Danny Perez, Aidan Thompson, Stan Moore, Tomas Oppelstrup, Ilya Sharapov, Kylee Santos, Amirali Sharifian, Delyan Z. Kalchev, Robert Schreiber, Scott Pakin, Edgar A. Leon, James H. Laros, Michael James, Sivasankaran Rajamanickam

TL;DR

The paper addresses the long-standing limitation of MD to access millisecond timescales on general-purpose hardware. It introduces a fully programmable Cerebras Wafer-Scale Engine (WSE) architecture and an Embedded Atom Method (EAM) MD implementation that exploits massive on-chip parallelism and ultra-low-latency, fine-grained communication to achieve unprecedented simulation rates, up to $1.144\times 10^6$ steps/s for ~ $2\times 10^5$ atoms. By comparing against Frontier and prior bespoke accelerators, the work demonstrates that such wafer-scale hardware can access long-timescale, atomistic dynamics directly, dramatically expanding the MD simulation space. The approach has broad implications for materials science, enabling direct study of slow diffusive processes and microstructural evolution, with potential extensions to other potentials and multi-WSE clusters to scale system size and time horizons.

Abstract

The evolution of molecular dynamics (MD) simulations has been intimately linked to that of computing hardware.
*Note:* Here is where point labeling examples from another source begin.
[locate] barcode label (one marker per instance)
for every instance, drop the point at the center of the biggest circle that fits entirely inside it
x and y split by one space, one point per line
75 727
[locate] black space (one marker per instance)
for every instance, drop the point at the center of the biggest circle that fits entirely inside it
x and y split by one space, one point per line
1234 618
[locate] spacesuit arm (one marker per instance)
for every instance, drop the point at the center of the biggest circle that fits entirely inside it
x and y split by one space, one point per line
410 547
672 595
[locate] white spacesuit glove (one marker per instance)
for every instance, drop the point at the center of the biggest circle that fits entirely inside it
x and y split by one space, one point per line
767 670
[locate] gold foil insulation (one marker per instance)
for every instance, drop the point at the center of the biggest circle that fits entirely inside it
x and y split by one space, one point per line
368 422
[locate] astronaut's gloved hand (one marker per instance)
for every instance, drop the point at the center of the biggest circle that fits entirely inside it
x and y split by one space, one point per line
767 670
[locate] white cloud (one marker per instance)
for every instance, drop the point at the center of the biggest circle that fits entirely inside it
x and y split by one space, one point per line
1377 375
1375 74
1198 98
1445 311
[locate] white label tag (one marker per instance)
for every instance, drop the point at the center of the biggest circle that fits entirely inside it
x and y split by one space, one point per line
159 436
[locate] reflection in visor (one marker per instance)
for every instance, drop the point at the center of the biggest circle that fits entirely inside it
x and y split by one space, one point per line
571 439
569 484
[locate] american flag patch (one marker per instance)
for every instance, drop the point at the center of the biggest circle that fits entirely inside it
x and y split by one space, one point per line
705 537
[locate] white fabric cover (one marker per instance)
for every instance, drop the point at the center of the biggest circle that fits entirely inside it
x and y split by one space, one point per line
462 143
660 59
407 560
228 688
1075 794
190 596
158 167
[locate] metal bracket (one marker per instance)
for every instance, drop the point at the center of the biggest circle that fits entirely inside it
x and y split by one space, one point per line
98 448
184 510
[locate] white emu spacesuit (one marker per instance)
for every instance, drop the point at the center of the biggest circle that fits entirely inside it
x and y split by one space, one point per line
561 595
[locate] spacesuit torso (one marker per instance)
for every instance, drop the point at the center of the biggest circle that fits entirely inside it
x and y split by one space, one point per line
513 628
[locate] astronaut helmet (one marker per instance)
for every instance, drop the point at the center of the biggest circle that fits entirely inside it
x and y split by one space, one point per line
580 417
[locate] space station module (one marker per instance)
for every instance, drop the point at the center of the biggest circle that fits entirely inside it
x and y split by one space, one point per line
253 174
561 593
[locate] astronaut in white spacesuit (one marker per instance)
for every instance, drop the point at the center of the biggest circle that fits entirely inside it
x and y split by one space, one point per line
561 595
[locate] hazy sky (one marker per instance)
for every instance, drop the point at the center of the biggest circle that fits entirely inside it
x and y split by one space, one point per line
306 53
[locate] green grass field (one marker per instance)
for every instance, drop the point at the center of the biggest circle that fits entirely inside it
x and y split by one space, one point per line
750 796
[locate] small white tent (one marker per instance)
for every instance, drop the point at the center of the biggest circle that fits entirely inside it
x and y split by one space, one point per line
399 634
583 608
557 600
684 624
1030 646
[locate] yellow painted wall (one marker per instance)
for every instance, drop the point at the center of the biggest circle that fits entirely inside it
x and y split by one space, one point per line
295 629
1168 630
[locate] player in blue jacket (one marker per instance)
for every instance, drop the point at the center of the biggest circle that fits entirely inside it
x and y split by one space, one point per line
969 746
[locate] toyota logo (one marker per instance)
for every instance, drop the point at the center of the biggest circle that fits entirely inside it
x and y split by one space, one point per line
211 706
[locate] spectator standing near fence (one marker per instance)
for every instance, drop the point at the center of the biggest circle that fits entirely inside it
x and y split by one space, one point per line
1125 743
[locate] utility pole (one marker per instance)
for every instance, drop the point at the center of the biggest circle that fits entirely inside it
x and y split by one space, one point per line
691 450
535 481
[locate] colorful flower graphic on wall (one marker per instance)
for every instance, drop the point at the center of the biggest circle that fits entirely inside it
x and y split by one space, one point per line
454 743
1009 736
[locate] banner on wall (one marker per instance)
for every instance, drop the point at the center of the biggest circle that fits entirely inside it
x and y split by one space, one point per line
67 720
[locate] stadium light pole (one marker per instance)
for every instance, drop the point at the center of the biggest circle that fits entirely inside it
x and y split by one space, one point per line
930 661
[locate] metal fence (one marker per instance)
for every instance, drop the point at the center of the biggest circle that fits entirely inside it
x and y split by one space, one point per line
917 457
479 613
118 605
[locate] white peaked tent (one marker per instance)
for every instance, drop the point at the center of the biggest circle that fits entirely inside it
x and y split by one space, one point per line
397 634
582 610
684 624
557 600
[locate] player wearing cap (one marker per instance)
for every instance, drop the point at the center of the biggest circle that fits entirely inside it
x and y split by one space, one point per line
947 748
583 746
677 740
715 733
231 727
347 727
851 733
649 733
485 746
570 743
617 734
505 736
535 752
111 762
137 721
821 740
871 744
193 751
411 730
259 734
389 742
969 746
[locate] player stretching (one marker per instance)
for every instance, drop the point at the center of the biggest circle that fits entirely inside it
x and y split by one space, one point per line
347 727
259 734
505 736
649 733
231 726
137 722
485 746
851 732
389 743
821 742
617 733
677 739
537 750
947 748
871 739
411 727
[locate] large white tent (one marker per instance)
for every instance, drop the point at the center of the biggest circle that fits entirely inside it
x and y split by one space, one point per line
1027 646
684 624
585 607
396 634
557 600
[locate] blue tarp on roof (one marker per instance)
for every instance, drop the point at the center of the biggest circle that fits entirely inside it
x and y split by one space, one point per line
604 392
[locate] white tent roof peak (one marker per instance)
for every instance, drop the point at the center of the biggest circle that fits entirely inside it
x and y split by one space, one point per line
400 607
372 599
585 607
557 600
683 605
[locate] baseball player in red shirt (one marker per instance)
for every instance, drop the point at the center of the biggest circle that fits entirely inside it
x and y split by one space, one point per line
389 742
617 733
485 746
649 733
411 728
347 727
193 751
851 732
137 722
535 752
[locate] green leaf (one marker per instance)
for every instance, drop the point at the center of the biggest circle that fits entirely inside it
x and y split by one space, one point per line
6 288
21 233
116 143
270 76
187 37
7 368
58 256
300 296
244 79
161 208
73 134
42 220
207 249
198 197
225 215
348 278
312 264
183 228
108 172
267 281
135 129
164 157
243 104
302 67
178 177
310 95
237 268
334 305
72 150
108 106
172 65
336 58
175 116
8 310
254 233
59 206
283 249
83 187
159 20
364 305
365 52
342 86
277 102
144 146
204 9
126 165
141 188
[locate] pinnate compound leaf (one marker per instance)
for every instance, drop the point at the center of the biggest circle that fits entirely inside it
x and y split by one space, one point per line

For decades following the creation of MD, simulations have improved with computing power along the three principal dimensions of accuracy, atom count (spatial scale), and duration (temporal scale). Since the mid-2000s, computer platforms have however failed to provide strong scaling for MD as scale-out CPU and GPU platforms that provide substantial increases to spatial scale do not lead to proportional increases in temporal scale. Important scientific problems therefore remained inaccessible to direct simulation, prompting the development of increasingly sophisticated algorithms that present significant complexity, accuracy, and efficiency challenges. While bespoke MD-only hardware solutions have provided a path to longer timescales for specific physical systems, their impact on the broader community has been mitigated by their limited adaptability to new methods and potentials. In this work, we show that a novel computing architecture, the Cerebras Wafer Scale Engine, completely alters the scaling path by delivering unprecedentedly high simulation rates up to 1.144M steps/second for 200,000 atoms whose interactions are described by an Embedded Atom Method potential. This enables direct simulations of the evolution of materials using general-purpose programmable hardware over millisecond timescales, dramatically increasing the space of direct MD simulations that can be carried out.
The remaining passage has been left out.